Gibson, ranked as the Twins' No. 4 prospect and No. 49 overall prospect by MLB.com, was also a top candidate, as he's thrown shutouts in two of his last three outings with Rochester. But the 25-year-old has yet to throw back-to-back quality starts in his nine outings this year despite an impressive 3.25 ERA and 46 strikeouts and just 14 walks in 52 2/3 innings.
"He's had one good start, one bad start, one good start, one bad start, so we're looking for him hopefully to put together some starts before we bring him up," Gardenhire said. "Because with that guy, you want to call him up so that he stays here. And right now he's just not there."
Antony also dismissed the notion that Gibson wasn't called up for service time or arbitration reasons, as he pointed to rookies Aaron Hicks and Oswaldo Arcia as examples of players called up early in the season by the Twins without any regard to service time. "If he's good enough, it doesn't matter," Antony said.
Thielbar very popular after impressive debut
ATLANTA -- By the time Caleb Thielbar checked his phone after making his Major League debut against the Braves on Monday night, he already had 81 text messages.
Thielbar said the overall count of texts and phone messages was well over 100 after his impressive debut. The left-handed reliever tossed two scoreless innings, retiring six in a row after a leadoff single, and struck out three.
"I've just been catching up on texts and calls from people," Thielbar said. "But it sunk in last night when I was on the mound. It was a lot of fun."
Thielbar, a Minnesota native who attended Randolph (Minn.) High School and South Dakota State University, said it was especially cool pitching for his hometown team.

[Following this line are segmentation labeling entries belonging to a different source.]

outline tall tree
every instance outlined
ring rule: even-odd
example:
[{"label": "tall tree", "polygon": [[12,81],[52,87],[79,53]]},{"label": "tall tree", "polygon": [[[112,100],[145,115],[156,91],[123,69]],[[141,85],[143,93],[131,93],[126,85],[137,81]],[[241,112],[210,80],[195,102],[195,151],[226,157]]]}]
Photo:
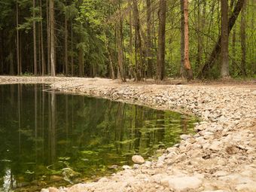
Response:
[{"label": "tall tree", "polygon": [[163,80],[165,76],[166,15],[166,0],[160,0],[157,79],[161,81]]},{"label": "tall tree", "polygon": [[138,0],[133,0],[133,25],[135,28],[136,80],[140,81],[142,78],[143,53],[142,47],[142,38],[140,35],[140,21],[139,17]]},{"label": "tall tree", "polygon": [[[232,14],[229,19],[229,22],[228,22],[228,30],[227,32],[228,34],[230,32],[233,26],[234,26],[236,20],[241,11],[241,9],[243,6],[243,4],[245,2],[245,0],[238,0],[236,7],[234,8],[234,10],[232,12]],[[198,75],[198,78],[205,78],[208,73],[208,72],[213,67],[214,64],[215,64],[215,60],[216,59],[216,58],[219,56],[220,52],[221,52],[221,37],[218,37],[218,40],[214,47],[214,49],[212,50],[209,58],[208,59],[208,60],[206,61],[206,62],[205,63],[203,68],[202,69],[202,70],[200,71],[200,72]]]},{"label": "tall tree", "polygon": [[242,51],[242,59],[241,59],[241,69],[242,75],[246,75],[245,68],[245,59],[246,59],[246,0],[242,8],[241,12],[241,24],[240,24],[240,33],[241,33],[241,51]]},{"label": "tall tree", "polygon": [[45,66],[45,57],[44,57],[44,35],[43,35],[43,15],[42,15],[42,2],[41,0],[40,3],[40,38],[41,38],[41,73],[42,75],[45,75],[46,66]]},{"label": "tall tree", "polygon": [[18,1],[16,1],[16,27],[17,27],[17,74],[20,74],[20,38],[19,38],[19,4]]},{"label": "tall tree", "polygon": [[188,0],[184,0],[184,65],[187,72],[187,80],[193,79],[193,72],[189,59],[189,35],[188,35]]},{"label": "tall tree", "polygon": [[120,1],[119,2],[119,11],[118,17],[117,22],[117,54],[118,54],[118,77],[122,80],[122,81],[126,81],[125,79],[125,66],[123,59],[123,17],[120,8]]},{"label": "tall tree", "polygon": [[69,31],[68,31],[68,19],[67,19],[67,13],[66,13],[66,8],[65,10],[65,18],[64,18],[64,31],[65,31],[65,37],[64,37],[64,42],[65,42],[65,74],[66,75],[69,75],[69,59],[68,59],[68,36],[69,36]]},{"label": "tall tree", "polygon": [[180,67],[180,75],[184,78],[184,0],[180,0],[181,3],[181,67]]},{"label": "tall tree", "polygon": [[35,0],[33,0],[33,47],[34,47],[34,74],[38,74],[38,59],[36,50],[36,27],[35,27]]},{"label": "tall tree", "polygon": [[153,78],[153,60],[152,60],[152,6],[151,0],[147,0],[147,41],[146,41],[146,51],[147,51],[147,68],[148,77]]},{"label": "tall tree", "polygon": [[221,0],[221,78],[230,76],[228,63],[228,2]]},{"label": "tall tree", "polygon": [[54,0],[49,0],[49,23],[50,75],[55,76]]}]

He was pitching for the independent league St. Paul Saints just two years ago before being signed by the Twins.
"It's been quite a journey, I'll tell you that much," Thielbar said. "The competition there was actually really good. We had a lot of good players on our team and I learned a lot. I don't think my time with the Saints hurt me. That's for sure."
Carroll starts at second, Doumit in right field
ATLANTA -- Twins manager Ron Gardenhire shook up his lineup Tuesday night against the Braves, as Jamey Carroll got the start at second base and hit leadoff while Ryan Doumit made his first start of the year in right field.
Carroll has been swinging the bat well in May, hitting .306 with a .375 on-base percentage in nine games, while Brian Dozier has struggled with a .154 average and .185 on-base percentage in 13 games this month. But Carroll went 0-for-5 in Tuesday's 5-4, extra-inning loss, and is now batting .279 on the year.
Doumit has also been swinging better of late, hitting .263 with three homers and two doubles over his last 11 games. He went 2-for-5 with a go-ahead RBI single in the eighth on Tuesday.
"We got Doumit out there in right field and he hasn't played there this year but he's done it in the past -- I wanted his bat in the lineup," Gardenhire said. "And I got Jamey Carroll in there because he's been having good at-bats and getting on base."
The start in right was a rare one for Doumit, who last started there on May 4, 2012. It was Doumit's 61st career start in right.
"My biggest concern is my backup catcher is in right field, and if I want to strengthen my defense I can't do it," Gardenhire said. "He's going to have to play nine innings out there and not make any adjustments out there. But I wanted to get his bat in the lineup because we need to score some runs."